刚靠近那片区域,嘈杂声、哭喊声和神术激发的回响便混合着扑面而来。这里俨然是那场骚动的重灾区,不少穿着白袍的医疗教士自己也挂了彩,手臂、额头缠着绷带。但他们都咬牙坚持着工作,因为一位身穿主教袍服、面容刻薄、颧骨高耸的中年女性正板着脸,锐利的目光扫视全场。
一只略显冰凉的手从旁边伸过来,将林渊和约翰拉到了走廊的立柱后面。林渊定睛一看,竟是白天刚见过的那位热心肠的卡特琳娜教士。
“你们怎么来了?”卡特琳娜压低声音,语速飞快,“找玛尔塔吗?她没事,一点伤都没受,但是被警监埃里希先生带回警局录口供了,估计要晚点才能回来。”
她说着,紧张地瞥了一眼那位主教的方向,催促道:“你们快走!那位是主管公共事务的柳德米拉主教,教会里出了名的热衷功绩。她最喜欢强迫基层教士、甚至神学院学生‘义务劳动’,来换取zhengfu部门对她的支持和媒体上的好名声。要是被她看到你们,肯定会抓壮丁的!快走!”
两人心中一凛,连忙向卡特琳娜道谢。猫着腰,试图沿着墙边溜向急诊科的后门。
可就在他们即将摸到门边时,林渊的眼角余光捕捉到了一个身影,让他的脚步瞬间钉在原地。
那是一个身穿法兰克福军装的男人,脖颈粗壮得像头公牛,左眉骨上那道清晰的疤痕在灯光下格外显眼,正步履有些蹒跚地走进急诊科。
是他!法兰克福使者团中,三个被林渊感知到混沌污染嫌疑的人之一!
林渊瞳孔微缩,立刻对约翰低声道:“约翰,你先去警局看玛尔塔。我现在有点事,稍后再去找你。”
约翰虽然疑惑,但见林渊神色凝重,独自快速从后门离开了。
林渊则借着人群和医疗设备的掩护,悄悄跟上了那名彪形大汉,尾随对方径直走进外伤门诊。
“先生,您哪里不舒服?”
大汉皱着眉头,带着浓重口音含糊地说:“浑身关节疼,尤其是这里、这里和这里,僵硬,不方便,胀痛。”
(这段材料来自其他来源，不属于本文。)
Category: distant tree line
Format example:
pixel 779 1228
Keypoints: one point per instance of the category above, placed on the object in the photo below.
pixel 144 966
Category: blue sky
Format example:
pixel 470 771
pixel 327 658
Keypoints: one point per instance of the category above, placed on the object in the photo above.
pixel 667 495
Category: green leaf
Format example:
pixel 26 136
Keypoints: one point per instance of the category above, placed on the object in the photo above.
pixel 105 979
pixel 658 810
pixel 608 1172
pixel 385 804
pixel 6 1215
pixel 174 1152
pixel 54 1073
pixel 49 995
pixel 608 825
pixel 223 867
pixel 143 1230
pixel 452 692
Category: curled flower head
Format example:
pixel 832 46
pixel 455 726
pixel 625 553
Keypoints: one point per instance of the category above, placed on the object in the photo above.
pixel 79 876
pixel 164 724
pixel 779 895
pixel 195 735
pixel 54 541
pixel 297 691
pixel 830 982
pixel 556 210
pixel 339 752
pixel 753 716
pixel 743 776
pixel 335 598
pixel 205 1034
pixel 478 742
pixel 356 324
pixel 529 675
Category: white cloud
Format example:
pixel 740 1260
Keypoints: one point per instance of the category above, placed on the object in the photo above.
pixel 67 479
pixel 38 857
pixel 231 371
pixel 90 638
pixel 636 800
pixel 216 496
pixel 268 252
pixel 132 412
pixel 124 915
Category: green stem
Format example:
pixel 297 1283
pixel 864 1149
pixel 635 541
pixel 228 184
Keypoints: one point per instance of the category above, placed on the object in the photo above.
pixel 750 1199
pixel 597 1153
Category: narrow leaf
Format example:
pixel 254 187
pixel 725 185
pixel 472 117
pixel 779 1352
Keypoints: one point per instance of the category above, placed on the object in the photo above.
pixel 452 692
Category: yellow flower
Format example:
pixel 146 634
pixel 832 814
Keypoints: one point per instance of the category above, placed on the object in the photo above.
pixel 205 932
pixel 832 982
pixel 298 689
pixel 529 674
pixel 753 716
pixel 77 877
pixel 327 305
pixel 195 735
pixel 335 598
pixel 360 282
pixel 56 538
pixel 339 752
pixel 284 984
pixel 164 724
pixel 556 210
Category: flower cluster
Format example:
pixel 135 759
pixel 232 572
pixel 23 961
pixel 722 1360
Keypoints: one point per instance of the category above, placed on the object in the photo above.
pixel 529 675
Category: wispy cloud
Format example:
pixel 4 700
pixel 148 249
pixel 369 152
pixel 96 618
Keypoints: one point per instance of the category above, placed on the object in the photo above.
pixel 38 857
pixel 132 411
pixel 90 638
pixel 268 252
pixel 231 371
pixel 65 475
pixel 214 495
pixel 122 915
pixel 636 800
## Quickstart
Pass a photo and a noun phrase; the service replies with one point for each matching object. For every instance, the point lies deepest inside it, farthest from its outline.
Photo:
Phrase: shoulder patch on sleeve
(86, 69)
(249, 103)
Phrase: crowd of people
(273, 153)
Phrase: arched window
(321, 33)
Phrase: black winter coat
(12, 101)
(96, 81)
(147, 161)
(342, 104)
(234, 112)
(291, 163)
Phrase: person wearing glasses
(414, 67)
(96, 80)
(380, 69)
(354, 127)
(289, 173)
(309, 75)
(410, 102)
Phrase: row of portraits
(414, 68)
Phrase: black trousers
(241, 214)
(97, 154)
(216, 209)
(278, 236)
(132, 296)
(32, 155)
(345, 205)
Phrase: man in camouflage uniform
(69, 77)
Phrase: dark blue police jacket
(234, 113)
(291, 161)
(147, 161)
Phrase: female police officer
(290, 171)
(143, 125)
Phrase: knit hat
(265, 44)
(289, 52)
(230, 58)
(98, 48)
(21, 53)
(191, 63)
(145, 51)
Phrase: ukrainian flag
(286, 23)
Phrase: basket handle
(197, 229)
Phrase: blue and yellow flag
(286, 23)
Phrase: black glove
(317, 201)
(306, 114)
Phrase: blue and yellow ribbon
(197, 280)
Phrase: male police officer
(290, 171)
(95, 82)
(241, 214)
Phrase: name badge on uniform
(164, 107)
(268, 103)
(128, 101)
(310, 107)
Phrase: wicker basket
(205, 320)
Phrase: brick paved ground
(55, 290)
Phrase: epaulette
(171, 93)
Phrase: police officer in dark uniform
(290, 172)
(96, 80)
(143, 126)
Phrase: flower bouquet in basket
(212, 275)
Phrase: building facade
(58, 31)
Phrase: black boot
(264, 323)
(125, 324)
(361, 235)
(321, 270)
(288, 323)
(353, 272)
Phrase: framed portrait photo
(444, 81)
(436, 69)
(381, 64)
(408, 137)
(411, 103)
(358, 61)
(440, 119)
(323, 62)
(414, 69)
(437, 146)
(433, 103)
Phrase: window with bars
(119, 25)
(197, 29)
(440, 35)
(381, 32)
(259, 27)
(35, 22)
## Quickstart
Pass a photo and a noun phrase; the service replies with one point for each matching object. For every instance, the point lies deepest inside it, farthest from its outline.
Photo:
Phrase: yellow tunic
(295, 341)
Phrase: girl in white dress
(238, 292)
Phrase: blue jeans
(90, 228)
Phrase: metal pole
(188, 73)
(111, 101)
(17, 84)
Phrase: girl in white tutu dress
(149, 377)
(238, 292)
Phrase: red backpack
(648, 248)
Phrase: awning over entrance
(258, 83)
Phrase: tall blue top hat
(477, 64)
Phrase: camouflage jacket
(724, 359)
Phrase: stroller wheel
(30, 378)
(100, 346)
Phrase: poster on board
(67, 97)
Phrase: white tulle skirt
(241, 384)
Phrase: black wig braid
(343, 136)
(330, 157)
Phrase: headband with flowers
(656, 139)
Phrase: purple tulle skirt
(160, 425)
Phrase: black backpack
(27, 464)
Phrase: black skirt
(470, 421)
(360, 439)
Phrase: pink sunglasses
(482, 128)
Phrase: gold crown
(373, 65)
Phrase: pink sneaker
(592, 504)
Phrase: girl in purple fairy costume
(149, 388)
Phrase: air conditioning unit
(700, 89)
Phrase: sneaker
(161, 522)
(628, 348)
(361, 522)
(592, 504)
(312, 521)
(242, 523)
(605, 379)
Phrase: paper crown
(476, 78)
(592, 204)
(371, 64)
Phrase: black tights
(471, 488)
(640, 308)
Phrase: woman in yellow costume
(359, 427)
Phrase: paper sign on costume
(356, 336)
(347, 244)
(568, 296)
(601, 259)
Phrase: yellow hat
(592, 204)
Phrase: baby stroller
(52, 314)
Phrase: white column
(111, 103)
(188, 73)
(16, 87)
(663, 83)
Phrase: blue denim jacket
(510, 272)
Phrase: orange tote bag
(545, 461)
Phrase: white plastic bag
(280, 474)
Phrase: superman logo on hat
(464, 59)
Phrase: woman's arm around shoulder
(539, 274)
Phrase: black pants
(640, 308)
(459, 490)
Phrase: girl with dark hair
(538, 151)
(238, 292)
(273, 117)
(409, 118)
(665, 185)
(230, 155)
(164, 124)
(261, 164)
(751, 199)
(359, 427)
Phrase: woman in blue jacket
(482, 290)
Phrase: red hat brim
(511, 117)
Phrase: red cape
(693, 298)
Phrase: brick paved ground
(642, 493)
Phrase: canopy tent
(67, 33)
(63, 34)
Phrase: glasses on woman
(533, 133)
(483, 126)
医生让他做了几个简单动作,又用手按压了几个关节部位,大汉脸上露出吃痛的表情。医生沉吟片刻,语气带着一丝不确定:“你的情况……很像是多发性骨质增生,但参考你的年龄,进展速度和疼痛程度有些异常。恕我直,先生,你这可能不完全是自然病变,更像是……被某种偏向‘骸骨’或者‘生长’要素的超凡力量污染导致的异变。”
躲在角落偷听的林渊心中猛地一沉!
骨质增生?污染?
是骸骨圣堂!
这个人恐怕不是邪教徒,更不是邪教祭司,而是“骸骨圣堂”暗中选中的受害者,或者更直白点说,活体祭品!自己之前感知到的混沌污染,很可能来源于此人身上被动承载的邪术效果!
他是无辜的受害者!
一股懊恼之情涌上心头,林渊暗骂自己不够谨慎,差点打草惊蛇。
这时,一个冰冷而带着不容置疑意味的女声在他身后响起:
“你,对,就是你,东张西望的那个学生!”
林渊身体一僵,缓缓转过身。只见面容刻薄的柳德米拉主教不知何时站在他身后不远处,上下打量着他,像是在评估一件工具。
“主教大人。”林渊连忙起身行了个教士礼。
“你是布拉格大学神学院的学生?很好,”柳德米拉主教根本不给他继续说话的机会,“现在急诊科人手严重不足,你过来帮忙搬运伤员、递送药品!”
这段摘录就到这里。